When you’re just starting your trading career, it’s important to have an opportunity to practice and earn experience in a risk-free environment where you don’t have to worry about losing your money. Lots of online brokers actually offer such opportunities: special paper trading accounts allow you to trade any kinds of assets with virtual money. In this article, we explain how these paper accounts work, how you can use them to improve your trading skills, and what you can do to minimize your risks.
About paper trading
Paper trading refers to trading in simulated environments where you can buy and sell real assets your broker offers, but you don’t have to invest and risk your own money. This is widely considered a great way to learn more about trading and start building your trading career. Paper trading allows you to try different strategies without the fear of making a mistake: after all, any mistake costs you nothing here, so you can really experiment with different assets and trading styles.

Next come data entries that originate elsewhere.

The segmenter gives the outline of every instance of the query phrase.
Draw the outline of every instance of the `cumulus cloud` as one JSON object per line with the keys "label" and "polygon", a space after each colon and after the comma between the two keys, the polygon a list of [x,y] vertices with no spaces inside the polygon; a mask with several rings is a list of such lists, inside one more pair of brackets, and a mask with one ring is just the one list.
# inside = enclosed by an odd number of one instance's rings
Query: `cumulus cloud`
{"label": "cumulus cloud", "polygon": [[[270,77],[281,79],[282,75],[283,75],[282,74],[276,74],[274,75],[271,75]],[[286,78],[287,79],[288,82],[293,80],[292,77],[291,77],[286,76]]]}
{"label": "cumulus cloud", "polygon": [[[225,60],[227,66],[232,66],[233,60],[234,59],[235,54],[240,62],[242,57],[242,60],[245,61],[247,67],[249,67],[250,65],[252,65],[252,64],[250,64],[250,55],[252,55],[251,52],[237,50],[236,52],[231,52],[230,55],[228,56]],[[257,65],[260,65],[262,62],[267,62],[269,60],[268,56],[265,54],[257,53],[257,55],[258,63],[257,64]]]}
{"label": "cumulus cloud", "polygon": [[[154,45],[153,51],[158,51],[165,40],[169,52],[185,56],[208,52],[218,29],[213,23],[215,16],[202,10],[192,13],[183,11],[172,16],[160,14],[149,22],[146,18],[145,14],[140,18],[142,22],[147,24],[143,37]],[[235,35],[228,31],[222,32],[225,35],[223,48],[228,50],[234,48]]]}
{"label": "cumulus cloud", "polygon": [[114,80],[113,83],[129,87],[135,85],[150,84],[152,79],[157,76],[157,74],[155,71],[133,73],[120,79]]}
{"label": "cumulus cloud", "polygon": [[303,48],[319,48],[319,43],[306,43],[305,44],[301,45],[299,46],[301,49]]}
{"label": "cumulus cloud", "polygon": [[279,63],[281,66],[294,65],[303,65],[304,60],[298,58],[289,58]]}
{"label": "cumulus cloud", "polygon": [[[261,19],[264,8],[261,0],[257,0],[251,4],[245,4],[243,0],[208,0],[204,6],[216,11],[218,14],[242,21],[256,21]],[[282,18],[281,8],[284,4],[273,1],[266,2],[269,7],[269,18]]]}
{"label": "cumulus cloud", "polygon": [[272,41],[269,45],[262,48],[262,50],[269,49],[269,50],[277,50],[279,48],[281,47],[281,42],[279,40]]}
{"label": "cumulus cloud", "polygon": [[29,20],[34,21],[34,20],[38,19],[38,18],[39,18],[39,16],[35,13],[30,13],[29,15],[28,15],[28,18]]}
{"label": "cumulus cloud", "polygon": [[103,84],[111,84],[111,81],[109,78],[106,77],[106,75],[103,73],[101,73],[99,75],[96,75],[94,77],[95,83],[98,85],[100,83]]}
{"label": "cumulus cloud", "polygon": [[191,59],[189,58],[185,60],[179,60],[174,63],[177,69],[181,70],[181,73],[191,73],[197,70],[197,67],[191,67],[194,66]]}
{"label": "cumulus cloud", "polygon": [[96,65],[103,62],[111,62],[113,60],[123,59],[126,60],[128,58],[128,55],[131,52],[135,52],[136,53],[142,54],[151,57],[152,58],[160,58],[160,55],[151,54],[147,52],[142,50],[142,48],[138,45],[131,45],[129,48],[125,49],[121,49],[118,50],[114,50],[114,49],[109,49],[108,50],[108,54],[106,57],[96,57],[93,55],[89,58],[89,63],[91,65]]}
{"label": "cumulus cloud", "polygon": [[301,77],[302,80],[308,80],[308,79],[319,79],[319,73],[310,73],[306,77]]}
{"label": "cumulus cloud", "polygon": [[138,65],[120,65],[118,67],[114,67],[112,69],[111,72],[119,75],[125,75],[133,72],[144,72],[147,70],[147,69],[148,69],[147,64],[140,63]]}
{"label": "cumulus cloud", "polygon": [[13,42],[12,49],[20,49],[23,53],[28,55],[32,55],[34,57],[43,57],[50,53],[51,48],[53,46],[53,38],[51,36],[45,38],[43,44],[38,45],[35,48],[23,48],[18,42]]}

Most brokers with paper trading features also allow you to calculate your profits and track progress to better understand which strategies really work and which mistakes you should avoid. Paper trading is a perfect way to develop discipline and work on your psychological reactions, but it’s still not risk-free: this trading method also has several disadvantages that you should always keep in mind. Let’s check out what kind of risk in paper trading you have to take on.
Paper trading risks
Paper trading doesn’t have any common risks associated with trading: you can’t lose your funds, and they can’t get stolen or lost since you trade with completely unreal money in your account. However, there are several specific risks associated with this kind of trading. First of all, the paper market does not represent the real one: it doesn’t have slippage or fees, so it feels different. Second, you get less emotionally involved with virtual money, and that may create a false sense of confidence.
How to get started
If you want to try paper trading, make sure to find a reputable broker with a broad variety of tools and favorable trading conditions. To minimize your risks, always treat your virtual trades like the real ones: have a coherent strategy and find a way to get emotionally active. However, don’t get too attached: it’s just virtual money, after all.